MIME type correction for .ods files in src/gdrivehelper.cpp
ClosedPublic

Authored by martijnschmidt on Jan 7 2018, 12:14 PM.

Details

Summary

KIO-GDrive appears to assign the mime type "application/x-vnd.oasis.opendocument.spreadsheet" to .ods files in src/gdrivehelper.cpp, however, the correct mime type is "application/vnd.oasis.opendocument.spreadsheet".

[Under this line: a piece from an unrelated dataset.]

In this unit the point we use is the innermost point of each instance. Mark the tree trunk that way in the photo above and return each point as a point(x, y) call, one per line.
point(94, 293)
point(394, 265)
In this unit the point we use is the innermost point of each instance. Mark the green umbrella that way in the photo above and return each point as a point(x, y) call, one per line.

The patch which I have submitted adjusts the mime type. It also fixes a typo in the variable VND_OASIS_OPENDOCUMENT_SPREADSHEED which should actually be spelled as VND_OASIS_OPENDOCUMENT_SPREADSHEET ... if changes are made anyway, we might as well tackle both at the same time. :-)

References:
https://bugs.kde.org/show_bug.cgi?id=388598
https://wiki.documentfoundation.org/Faq/General/036
https://en.wikipedia.org/wiki/OpenDocument_technical_specification#Documents

BUG: 388598

Test Plan
  1. Try to open a .ods file through an unpatched KIO-GDrive and notice how you'll receive a Choose Application prompt from Dolphin. This is a result of the fact that "application/x-vnd.oasis.opendocument.spreadsheet" is an unknown MIME type.
  1. Repeat the test described in 1 with the patched KIO-GDrive, and notice how (for example) LibreOffice Calc immediately opens the file without going through Dolphin's Choose Application prompt first.

Diff Detail

Repository
R219 KIO GDrive
Lint
Automatic diff as part of commit; lint not applicable.
Unit
Automatic diff as part of commit; unit tests not applicable.
martijnschmidt requested review of this revision.Jan 7 2018, 12:14 PM
martijnschmidt created this revision.
ltoscano added a subscriber: ltoscano.

@ngraham Frameworks is the group for the "Frameworks" product, but kio-gdrive is not part of it. Also, all repositories part of Frameworks already get Frameworks as subscriber, so apart from exceptional cases, adding Frameworks to a review should almost never be needed.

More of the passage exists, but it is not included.